Part:BBa_K245050:Design
GyrB-CutA1
- 10COMPATIBLE WITH RFC[10]
- 12COMPATIBLE WITH RFC[12]
- 21INCOMPATIBLE WITH RFC[21]Illegal BglII site found at 428
- 23COMPATIBLE WITH RFC[23]
- 25INCOMPATIBLE WITH RFC[25]Illegal AgeI site found at 100
Illegal AgeI site found at 238 - 1000COMPATIBLE WITH RFC[1000]
Design Notes
The part BBa_K245116 codes for the 24 kDa N-terminal GyrB fragment of gyrase subunit B, and the part BBa_K245129 codes for CutA1, a copper binding protein, which are linked by a friendly scar tccggc (SG). Coding sequence for Gyrase subunit B fragment was amplified by PCR from a plasmid. Coding sequence for CutA1 was multiplied by colony PCR from E. coli genomic DNA. Both genes were cloned into the functionalized vector (BBa_K245005) carrying T7 promoter, RBS, ATG at 5' and T7 terminator and STOP codon at 3’ of multiple-cloning site. In this version of vector a sequence coding for His-tag is inserted between ATG and multiple-cloning site, which results in His-tag at the N-terminus of the protein product of the gene. In this way two basic parts were obtained: BBa_K245116 coding for GyrB and BBa_K245129 coding for CutA1.
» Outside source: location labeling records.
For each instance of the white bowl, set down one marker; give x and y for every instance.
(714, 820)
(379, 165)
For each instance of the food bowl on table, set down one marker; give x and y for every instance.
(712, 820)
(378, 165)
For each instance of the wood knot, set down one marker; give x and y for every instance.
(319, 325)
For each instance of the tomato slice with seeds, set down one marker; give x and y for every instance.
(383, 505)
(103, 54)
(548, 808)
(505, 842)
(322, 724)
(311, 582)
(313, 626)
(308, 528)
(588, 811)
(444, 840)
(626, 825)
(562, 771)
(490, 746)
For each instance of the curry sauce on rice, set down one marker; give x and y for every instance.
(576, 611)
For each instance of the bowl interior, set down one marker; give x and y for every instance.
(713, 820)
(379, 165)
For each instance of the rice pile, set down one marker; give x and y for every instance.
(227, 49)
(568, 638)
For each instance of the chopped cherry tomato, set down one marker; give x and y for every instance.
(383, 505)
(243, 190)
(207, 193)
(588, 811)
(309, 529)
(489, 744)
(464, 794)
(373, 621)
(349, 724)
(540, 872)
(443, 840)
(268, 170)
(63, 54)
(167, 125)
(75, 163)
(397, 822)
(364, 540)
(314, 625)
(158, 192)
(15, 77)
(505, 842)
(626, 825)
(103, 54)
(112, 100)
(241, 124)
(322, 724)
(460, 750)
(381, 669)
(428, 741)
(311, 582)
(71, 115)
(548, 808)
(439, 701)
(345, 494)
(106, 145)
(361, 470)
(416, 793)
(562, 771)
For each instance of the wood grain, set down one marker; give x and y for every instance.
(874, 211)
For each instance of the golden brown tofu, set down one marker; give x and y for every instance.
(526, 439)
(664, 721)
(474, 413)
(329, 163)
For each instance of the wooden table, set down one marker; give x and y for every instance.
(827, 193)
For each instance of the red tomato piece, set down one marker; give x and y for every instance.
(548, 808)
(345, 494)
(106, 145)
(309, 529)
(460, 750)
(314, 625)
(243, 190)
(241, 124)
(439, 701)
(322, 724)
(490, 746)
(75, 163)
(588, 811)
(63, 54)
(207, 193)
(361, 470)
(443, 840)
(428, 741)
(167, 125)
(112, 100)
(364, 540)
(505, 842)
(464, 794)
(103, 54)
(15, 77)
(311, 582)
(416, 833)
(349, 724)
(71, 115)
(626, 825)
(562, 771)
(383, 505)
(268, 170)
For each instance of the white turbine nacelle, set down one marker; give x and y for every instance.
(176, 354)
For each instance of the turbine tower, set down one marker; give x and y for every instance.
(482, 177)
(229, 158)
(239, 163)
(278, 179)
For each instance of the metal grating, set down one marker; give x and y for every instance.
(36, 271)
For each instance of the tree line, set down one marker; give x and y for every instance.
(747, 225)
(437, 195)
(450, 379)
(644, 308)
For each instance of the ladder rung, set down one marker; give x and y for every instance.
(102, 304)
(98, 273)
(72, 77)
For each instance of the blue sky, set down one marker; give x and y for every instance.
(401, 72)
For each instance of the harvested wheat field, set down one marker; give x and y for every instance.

The basic BioBrick part coding for GyrB (BBa_K245116) was cut with BspEI and PstI restriction enzymes creating back vector and basic part coding for CutA1 (BBa_K245129) was cut with NgoMIV and PstI restriction enzymes creating back insert. Ligation of back vector and back insert resulted in generation of a composite part called GyrB-CutA1 (BBa_K245050, Figure 1), where CutA1 coding sequence is at the 3’ and GyrB coding sequence is at the 5’ of the composite part. The friendly scar between basic parts BBa_K245116 and BBa_K245129 is tccggc (SG). Due to design of our functionalized vector polypeptide product of composite part (BBa_K245050) contains a His-tag on N-terminus.
Source
Coding sequence for Gyrase subunit B fragment was amplified by PCR from a plasmid. Coding sequence for CutA1 was multiplied by colony PCR from E. coli genomic DNA.